Alle disuguaglianze a livello salariale, indica la Tribune de Genève, si aggiungono le lacune nella protezione contro le molestie sessuali sul posto di lavoro, i pregiudizi sessisti nel mondo professionale e dell’educazione e la suddivisione sproporzionata dei lavori domestici.

Nonostante i testi di legge, la presunta buona volontà dei responsabili aziendali, la pressione costante dei sindacati, la lotta delle associazioni femministe e la creazione di un ufficio dell’uguaglianza, «ancora non ci siamo», insiste un commento su Le Matin.

Per questa ragione, prosegue il giornale di Losanna, è importante che anche oggi venga organizzata una giornata di azione nazionale. Anche se la nuova generazione di donne non deve più battersi per i propri diritti, afferma sulla NZZ Tanja Walliser, segretaria di Unia, «l’equiparazione non è ancora radicata in tutte le teste della popolazione».

Lotta più difficile

Con lo slogan “Donne in movimento – la parità assolutamente!”, una cinquantina di organizzazioni, sindacati e partiti rivendicano martedì una parità salariale più concreta e la possibilità di meglio conciliare lavoro e famiglia.

Oltre alle dimostrazioni partite alle 14.06 (in riferimento al 14.6.1991) al suono di migliaia di fischietti, nelle città principali della Svizzera sono previste azioni di vario genere. A Ginevra il Jet d’eau è stato colorato di viola, mentre a Berna è stato piantato un “tiglio delle donne”. A Lugano sono invece stati stesi in piazza “i panni sporchi della discriminazione”.
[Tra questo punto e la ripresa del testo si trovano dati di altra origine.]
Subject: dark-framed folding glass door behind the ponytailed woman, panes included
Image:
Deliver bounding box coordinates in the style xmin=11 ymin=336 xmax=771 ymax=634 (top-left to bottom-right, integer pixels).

Gli organizzatori si attendono a una partecipazione vicina alle 100’000 persone. Oggigiorno, osserva un commento sulla Tribune de Genève, «è più difficile lottare rispetto al 1991». «La mondializzazione e il neoliberalismo finanziario si sono imposti ovunque nel mondo e hanno provocato crisi», si legge sul quotidiano romando, per il quale «le donne sono le prime a essere colpite dalla precarietà».

“Dilemma” in Parlamento

Lo sciopero delle donne pone le deputate di sinistra di fronte a una difficile decisione. Se da una parte c’è il desiderio di partecipare alla protesta simbolica di martedì, dall’altra vi sono gli impegni assunti in seno alle due camere del Parlamento, attualmente in sessione.

A prendere parte allo sciopero sarà così una minoranza delle rappresentanti del Partito socialista e dei Verdi, tra i sostenitori ufficiali della commemorazione. «Ci sono motivi per non scioperare, ma i motivi per farlo sono più numerosi», ha dichiarato la socialista Margaret Kiener Nellen, la quale si è presentata in Consiglio nazionale (camera del popolo) soltanto per l’ora delle domande.
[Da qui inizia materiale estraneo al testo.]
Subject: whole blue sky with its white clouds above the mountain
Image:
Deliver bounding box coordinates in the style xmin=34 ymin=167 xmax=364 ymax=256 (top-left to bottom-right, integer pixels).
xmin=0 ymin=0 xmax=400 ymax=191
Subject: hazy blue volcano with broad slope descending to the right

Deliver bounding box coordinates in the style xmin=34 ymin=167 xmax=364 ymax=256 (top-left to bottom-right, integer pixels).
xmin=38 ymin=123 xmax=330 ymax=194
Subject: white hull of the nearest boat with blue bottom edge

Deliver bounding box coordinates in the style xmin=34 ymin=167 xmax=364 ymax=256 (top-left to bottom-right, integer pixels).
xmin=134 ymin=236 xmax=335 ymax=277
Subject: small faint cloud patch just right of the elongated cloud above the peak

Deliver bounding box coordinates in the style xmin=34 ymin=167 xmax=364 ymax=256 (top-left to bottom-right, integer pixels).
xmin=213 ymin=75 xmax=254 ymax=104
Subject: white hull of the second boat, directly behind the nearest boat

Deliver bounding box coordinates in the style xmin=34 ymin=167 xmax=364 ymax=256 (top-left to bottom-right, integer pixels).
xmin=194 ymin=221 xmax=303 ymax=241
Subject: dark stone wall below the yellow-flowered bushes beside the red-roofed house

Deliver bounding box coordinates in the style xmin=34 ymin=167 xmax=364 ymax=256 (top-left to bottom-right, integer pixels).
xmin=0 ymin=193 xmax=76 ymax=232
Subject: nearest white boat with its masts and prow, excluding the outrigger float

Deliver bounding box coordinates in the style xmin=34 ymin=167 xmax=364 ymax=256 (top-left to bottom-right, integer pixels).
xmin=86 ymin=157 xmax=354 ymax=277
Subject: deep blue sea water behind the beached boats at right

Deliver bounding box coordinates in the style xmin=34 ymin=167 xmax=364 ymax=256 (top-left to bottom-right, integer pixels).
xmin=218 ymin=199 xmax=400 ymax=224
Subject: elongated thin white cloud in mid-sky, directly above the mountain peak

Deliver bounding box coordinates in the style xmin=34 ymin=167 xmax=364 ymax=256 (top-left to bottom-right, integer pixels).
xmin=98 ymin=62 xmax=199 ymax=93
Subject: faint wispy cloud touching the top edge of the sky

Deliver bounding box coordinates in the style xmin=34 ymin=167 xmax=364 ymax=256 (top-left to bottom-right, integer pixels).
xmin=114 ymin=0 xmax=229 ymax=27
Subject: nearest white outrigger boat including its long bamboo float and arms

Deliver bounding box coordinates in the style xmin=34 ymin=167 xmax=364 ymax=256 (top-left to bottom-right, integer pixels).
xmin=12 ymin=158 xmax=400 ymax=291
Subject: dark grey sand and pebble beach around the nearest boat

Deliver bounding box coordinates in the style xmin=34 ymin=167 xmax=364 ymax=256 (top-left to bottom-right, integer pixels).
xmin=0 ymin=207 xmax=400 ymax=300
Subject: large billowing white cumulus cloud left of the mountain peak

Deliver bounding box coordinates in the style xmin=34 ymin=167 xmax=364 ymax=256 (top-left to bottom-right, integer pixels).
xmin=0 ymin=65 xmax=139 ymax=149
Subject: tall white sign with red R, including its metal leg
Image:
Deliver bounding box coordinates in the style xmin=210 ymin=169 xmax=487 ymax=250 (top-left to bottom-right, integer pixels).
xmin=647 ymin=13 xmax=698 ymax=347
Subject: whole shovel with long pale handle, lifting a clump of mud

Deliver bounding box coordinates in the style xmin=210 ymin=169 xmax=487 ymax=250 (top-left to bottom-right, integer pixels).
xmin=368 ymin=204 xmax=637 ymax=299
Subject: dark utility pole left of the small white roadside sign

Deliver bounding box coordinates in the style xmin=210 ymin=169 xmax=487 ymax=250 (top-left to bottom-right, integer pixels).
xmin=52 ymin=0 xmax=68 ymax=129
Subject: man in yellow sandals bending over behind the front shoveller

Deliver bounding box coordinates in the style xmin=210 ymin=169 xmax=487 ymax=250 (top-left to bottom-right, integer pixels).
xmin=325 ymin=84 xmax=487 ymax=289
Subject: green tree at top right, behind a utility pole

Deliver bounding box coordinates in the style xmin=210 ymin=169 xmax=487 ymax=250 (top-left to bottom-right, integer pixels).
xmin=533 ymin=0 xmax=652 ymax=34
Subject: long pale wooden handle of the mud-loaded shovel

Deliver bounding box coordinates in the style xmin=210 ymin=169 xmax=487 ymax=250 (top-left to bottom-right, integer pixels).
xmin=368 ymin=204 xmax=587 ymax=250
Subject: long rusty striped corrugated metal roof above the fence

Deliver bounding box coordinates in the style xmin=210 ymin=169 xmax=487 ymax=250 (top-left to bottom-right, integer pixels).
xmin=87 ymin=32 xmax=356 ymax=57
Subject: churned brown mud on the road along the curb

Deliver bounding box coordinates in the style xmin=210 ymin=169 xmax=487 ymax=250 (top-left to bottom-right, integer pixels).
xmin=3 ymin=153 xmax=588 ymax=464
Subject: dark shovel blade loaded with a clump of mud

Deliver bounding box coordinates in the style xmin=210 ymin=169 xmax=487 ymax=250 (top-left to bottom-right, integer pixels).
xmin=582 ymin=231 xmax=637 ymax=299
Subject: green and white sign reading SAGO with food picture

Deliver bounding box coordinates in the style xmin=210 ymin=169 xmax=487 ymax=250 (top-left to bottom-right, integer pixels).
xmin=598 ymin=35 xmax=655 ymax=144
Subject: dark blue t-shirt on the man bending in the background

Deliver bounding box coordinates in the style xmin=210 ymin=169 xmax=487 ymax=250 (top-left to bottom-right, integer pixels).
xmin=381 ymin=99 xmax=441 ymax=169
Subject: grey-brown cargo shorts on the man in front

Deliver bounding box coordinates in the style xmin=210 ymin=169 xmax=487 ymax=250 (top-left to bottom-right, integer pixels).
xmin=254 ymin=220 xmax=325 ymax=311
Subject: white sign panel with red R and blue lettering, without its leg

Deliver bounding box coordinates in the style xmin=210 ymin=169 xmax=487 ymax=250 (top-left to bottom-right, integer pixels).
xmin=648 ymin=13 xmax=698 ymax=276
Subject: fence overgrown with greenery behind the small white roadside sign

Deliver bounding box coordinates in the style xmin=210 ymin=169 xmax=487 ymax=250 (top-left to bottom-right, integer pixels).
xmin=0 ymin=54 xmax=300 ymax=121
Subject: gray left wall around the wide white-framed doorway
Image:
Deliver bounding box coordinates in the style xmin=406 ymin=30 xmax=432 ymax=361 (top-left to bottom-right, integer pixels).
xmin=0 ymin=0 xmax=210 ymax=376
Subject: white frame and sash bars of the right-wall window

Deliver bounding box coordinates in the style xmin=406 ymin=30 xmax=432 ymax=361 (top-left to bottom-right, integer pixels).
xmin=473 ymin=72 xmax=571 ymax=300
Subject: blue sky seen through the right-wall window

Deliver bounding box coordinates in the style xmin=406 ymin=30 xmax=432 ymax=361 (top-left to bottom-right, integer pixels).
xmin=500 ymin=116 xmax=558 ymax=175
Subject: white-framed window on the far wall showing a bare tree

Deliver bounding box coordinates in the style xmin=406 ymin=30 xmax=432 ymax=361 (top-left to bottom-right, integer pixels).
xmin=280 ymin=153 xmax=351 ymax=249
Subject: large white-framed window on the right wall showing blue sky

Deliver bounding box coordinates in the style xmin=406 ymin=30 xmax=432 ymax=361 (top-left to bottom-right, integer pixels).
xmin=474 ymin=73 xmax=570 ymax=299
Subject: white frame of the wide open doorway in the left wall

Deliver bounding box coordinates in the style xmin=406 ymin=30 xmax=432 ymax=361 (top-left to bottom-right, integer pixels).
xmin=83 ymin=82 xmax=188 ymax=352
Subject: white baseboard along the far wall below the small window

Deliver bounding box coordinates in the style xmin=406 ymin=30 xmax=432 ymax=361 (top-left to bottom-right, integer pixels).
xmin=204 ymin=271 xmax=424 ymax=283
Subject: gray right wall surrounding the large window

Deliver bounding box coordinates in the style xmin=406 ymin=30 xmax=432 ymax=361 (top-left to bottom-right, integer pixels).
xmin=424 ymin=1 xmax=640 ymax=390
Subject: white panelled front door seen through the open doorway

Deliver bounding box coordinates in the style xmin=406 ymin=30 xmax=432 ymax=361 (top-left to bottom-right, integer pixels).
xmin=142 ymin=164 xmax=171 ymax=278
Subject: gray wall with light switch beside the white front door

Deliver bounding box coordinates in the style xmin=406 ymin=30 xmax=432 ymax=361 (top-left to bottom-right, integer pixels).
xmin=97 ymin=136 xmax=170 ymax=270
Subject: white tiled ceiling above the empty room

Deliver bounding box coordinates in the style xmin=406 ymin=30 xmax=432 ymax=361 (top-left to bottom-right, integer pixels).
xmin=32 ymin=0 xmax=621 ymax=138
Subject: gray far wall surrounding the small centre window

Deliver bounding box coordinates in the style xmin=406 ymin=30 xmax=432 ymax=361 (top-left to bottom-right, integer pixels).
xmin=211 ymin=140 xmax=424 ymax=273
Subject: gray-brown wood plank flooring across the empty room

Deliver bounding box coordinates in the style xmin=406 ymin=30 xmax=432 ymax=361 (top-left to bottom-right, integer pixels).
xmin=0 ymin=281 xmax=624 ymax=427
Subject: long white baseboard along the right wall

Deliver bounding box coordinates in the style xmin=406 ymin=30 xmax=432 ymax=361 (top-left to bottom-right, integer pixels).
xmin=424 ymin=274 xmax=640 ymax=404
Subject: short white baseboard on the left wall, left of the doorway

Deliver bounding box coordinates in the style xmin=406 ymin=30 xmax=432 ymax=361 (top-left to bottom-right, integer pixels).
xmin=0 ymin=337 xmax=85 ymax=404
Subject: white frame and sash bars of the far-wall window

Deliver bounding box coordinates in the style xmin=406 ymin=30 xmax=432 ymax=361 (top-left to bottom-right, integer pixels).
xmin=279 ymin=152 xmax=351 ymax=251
Diversa l’opinione della consigliera nazionale ecologista Adèle Thorens Goumaz, secondo cui è inconcepibile rinunciare al voto in Parlamento. «Abbiamo combattuto a lungo per i nostri diritti politici e ora voglio poterli utilizzare».

Salario: Le donne guadagnano mediamente il 20% in meno rispetto agli uomini. L’Ufficio federale dell’uguaglianza fra donna e uomo (UFU) rileva che una buona parte di questa disparità è dovuta a una discriminazione. Le donne con funzioni dirigenziali guadagnano fino al 30% in meno degli uomini.

Tempo parziale: L’UFU aggiunge che il mercato del lavoro è sempre più diviso tra professioni “maschili” e “femminili”, meno retribuite. Nel campo degli impieghi, sei donne su dieci lavorano a tempo parziale. Per gli uomini, tale proporzione si aggira attorno al 10%.

Aziende: Le donne sono poco rappresentate a livello manageriale. Tra le aziende svizzere registrate si conta soltanto il 3% di direttrici e il 4% di amministratrici.

Politica: Le donne sono in minoranza anche nelle due camere del parlamento svizzero. Nella Camera del popolo sono 60 su 200 (30%), nella Camera degli Stati 9 su 46 (19,6%). Le donne sono al contrario maggioritarie nel governo nazionale: 4 su 7.

Europa: La Svizzera non è un caso isolato. Uno studio condotto dalla società di consulenza Mercer, pubblicato il 3 marzo, rivela che i due terzi delle aziende europee interrogate non possiedeno alcuna strategia per incoraggiare le donne a occupare funzioni dirigenziali.